Les gamins de Ghazza viennent de sortir un brûlot punk qui sent la jante cramée, le hoodie détrempé et le punk à roulettes. Leur nouveau single s’appelle « Dirodi », comme ces vélos électriques qui pullulent dans les rues australiennes. Mais ici, pas question de balades bucoliques ou de campagne de mobilité douce. Non. Ce que Ghazza fait, c’est balancer un gros doigt tendu à une génération de riders en Crocs qui roulent sans casque et sans cervelle. Et ils le font bien.
« Dirodi », Roue arrière et doigts d’honneur
Dirodi, c’est un concentré d’ironie sociale, dégainé avec une énergie brute et un son râpeux qui suinte la scène punk australienne. Une ligne de basse qui claque, des guitares qui grincent comme des freins rouillés, et une voix adolescente qui crache des vérités pas très polies sur fond de bitume chaud.

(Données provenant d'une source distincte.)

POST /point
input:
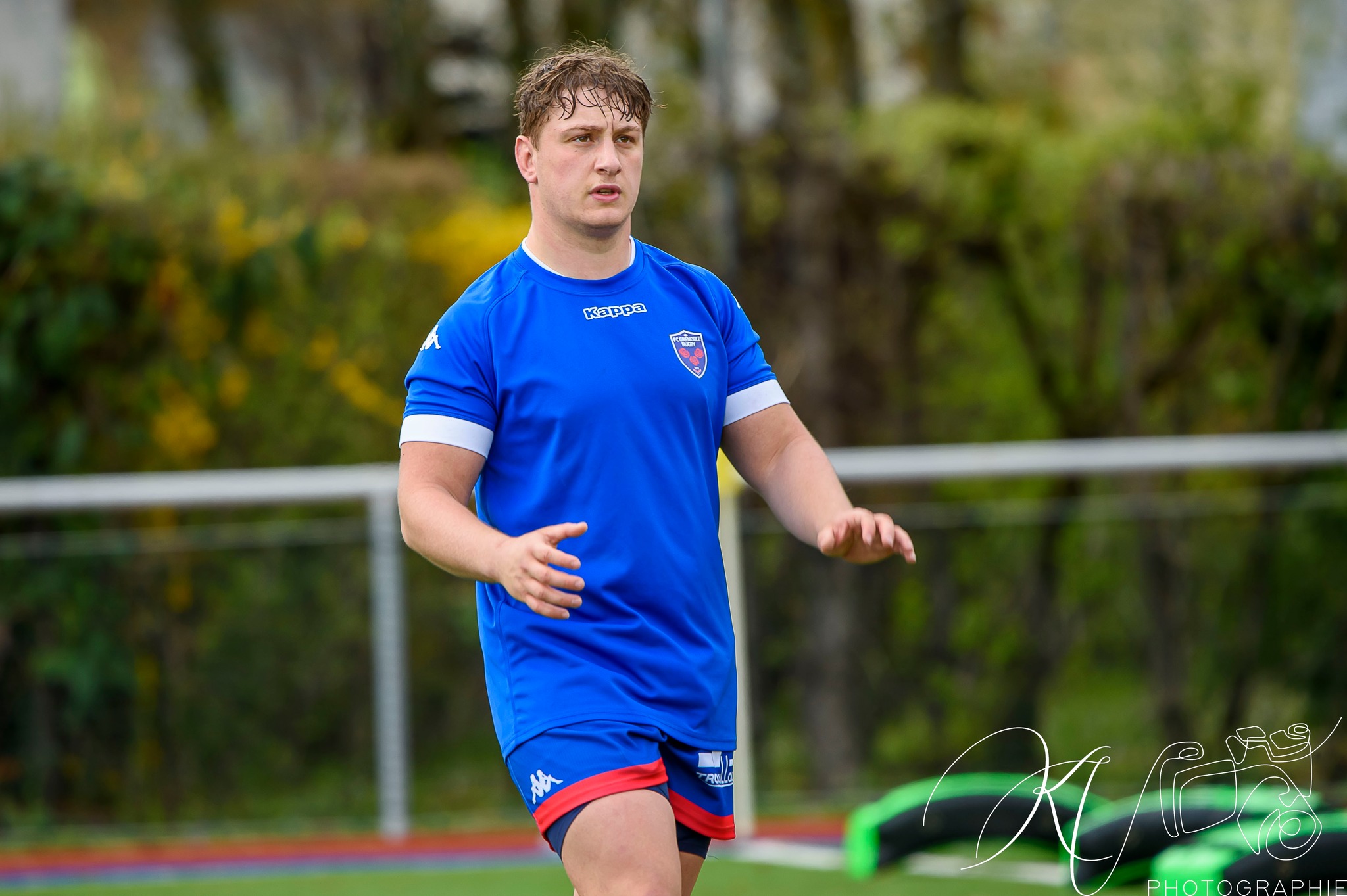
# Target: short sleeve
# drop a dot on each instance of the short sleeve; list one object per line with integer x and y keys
{"x": 752, "y": 385}
{"x": 452, "y": 385}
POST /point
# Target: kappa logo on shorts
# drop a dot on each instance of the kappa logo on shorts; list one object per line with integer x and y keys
{"x": 691, "y": 350}
{"x": 723, "y": 766}
{"x": 541, "y": 785}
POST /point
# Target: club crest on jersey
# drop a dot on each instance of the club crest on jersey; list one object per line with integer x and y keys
{"x": 691, "y": 350}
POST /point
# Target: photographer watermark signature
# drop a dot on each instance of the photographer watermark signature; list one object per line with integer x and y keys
{"x": 1281, "y": 761}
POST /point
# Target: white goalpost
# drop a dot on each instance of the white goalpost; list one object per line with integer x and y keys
{"x": 376, "y": 486}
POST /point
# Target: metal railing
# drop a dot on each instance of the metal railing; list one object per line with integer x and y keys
{"x": 376, "y": 484}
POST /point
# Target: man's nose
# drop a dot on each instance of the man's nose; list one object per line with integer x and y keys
{"x": 608, "y": 160}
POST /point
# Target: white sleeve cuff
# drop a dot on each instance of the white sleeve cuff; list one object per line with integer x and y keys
{"x": 752, "y": 400}
{"x": 447, "y": 431}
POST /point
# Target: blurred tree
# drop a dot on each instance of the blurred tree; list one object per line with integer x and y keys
{"x": 197, "y": 30}
{"x": 946, "y": 26}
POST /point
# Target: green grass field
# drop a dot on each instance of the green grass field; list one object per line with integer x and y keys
{"x": 720, "y": 878}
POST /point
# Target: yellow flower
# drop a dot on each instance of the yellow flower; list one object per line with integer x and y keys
{"x": 182, "y": 429}
{"x": 470, "y": 240}
{"x": 358, "y": 390}
{"x": 235, "y": 239}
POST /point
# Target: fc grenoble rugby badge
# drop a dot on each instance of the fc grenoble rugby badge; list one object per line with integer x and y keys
{"x": 691, "y": 350}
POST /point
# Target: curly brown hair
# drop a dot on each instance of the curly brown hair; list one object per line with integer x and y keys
{"x": 581, "y": 74}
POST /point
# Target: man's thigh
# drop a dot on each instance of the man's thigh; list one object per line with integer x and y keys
{"x": 625, "y": 845}
{"x": 564, "y": 768}
{"x": 600, "y": 794}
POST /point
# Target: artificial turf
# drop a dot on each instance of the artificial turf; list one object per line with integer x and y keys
{"x": 720, "y": 878}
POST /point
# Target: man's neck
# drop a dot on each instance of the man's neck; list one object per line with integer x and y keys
{"x": 582, "y": 258}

On pense à The Chats pour le côté « working class hero sous méthédrine », à Frenzal Rhomb pour le fond engagé, et un peu aux Dead Kennedys dans la manière de taper fort là où ça fait mal — sauf qu’ici, la menace, c’est pas la CIA, c’est ton petit cousin sur son vélo.
Le groupe s’est formé pendant le COVID, ils ont à peine 17 ans et ils dézinguent déjà mieux que pas mal de vétérans. Le chanteur et producteur Xavier Brown (17 ans, bordel) mène la barque avec la fougue d’un môme qui a trop écouté Never Mind the Bollocks et pas assez dormi. Leur EP « Authorised by the Australian Government, Camberra » est déjà dispo, et ça promet des baffes.